Il progetto Green Hospitals, dedicato alla sostenibilità degli ospedali, realizzerà la sua cerimonia di chiusura il 17 settembre presso l'ULS Algarve – Unità di Portimão. Durante la sessione, specialisti, amministratori ospedalieri e rappresentanti istituzionali iberici presenteranno i risultati, le conclusioni, le soluzioni e le buone pratiche sviluppate nel corso di tre anni.
Il progetto è un'iniziativa di cooperazione transfrontaliera tra Portogallo e Spagna, sviluppata nell'ambito del POCTEP 2021-2027. Il consorzio coinvolge cinque entità portoghesi, tra cui l'Associazione Portuguesa degli Amministratori Ospedalieri (APAH), l'ULS Trás-os-Montes e Alto Douro, l'ULS di Coimbra, l'ULS Algarve e la Rete Nazionale delle Agenzie per l'Energia (RNAE), oltre a due entità spagnole: l'EREN – Agenzia per l'Energia della Castiglia e León e la SERGAS – Agenzia della Salute della Galizia.
Secondo Xavier Barreto, presidente dell'APAH, il progetto ha permesso di comprendere che è possibile unire innovazione, sostenibilità e cooperazione al servizio della sanità pubblica.

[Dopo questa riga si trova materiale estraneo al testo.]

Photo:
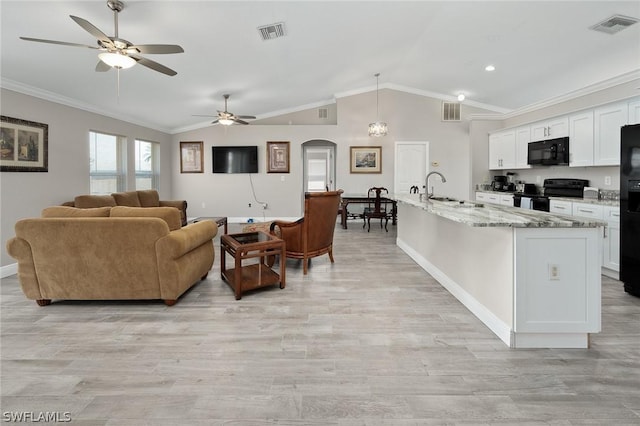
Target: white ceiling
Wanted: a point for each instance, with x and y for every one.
(333, 48)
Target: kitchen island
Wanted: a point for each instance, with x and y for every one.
(532, 277)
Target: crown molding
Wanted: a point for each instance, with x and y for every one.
(74, 103)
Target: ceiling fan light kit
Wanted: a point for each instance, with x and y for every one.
(378, 128)
(116, 52)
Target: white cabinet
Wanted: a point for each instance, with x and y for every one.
(506, 199)
(607, 123)
(523, 137)
(611, 241)
(634, 112)
(550, 129)
(562, 207)
(502, 154)
(581, 139)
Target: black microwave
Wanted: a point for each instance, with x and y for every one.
(551, 152)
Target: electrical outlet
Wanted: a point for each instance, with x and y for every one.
(554, 272)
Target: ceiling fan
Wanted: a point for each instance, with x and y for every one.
(116, 52)
(227, 118)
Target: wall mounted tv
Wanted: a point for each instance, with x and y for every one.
(235, 159)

Il responsabile sostiene che la risposta alla crisi climatica non può limitarsi alla prestazione di cure, dovendo riflettersi anche nella gestione delle risorse e delle infrastrutture.
La cerimonia di chiusura includerà inoltre la consegna dei Premi di Risparmio Energetico, che distinguono lavori che promuovono l'efficienza energetica. Xavier Barreto afferma che la sfida ora è garantire che la conoscenza sviluppata abbia continuità e che le soluzioni testate possano essere replicate nei sistemi sanitari iberici.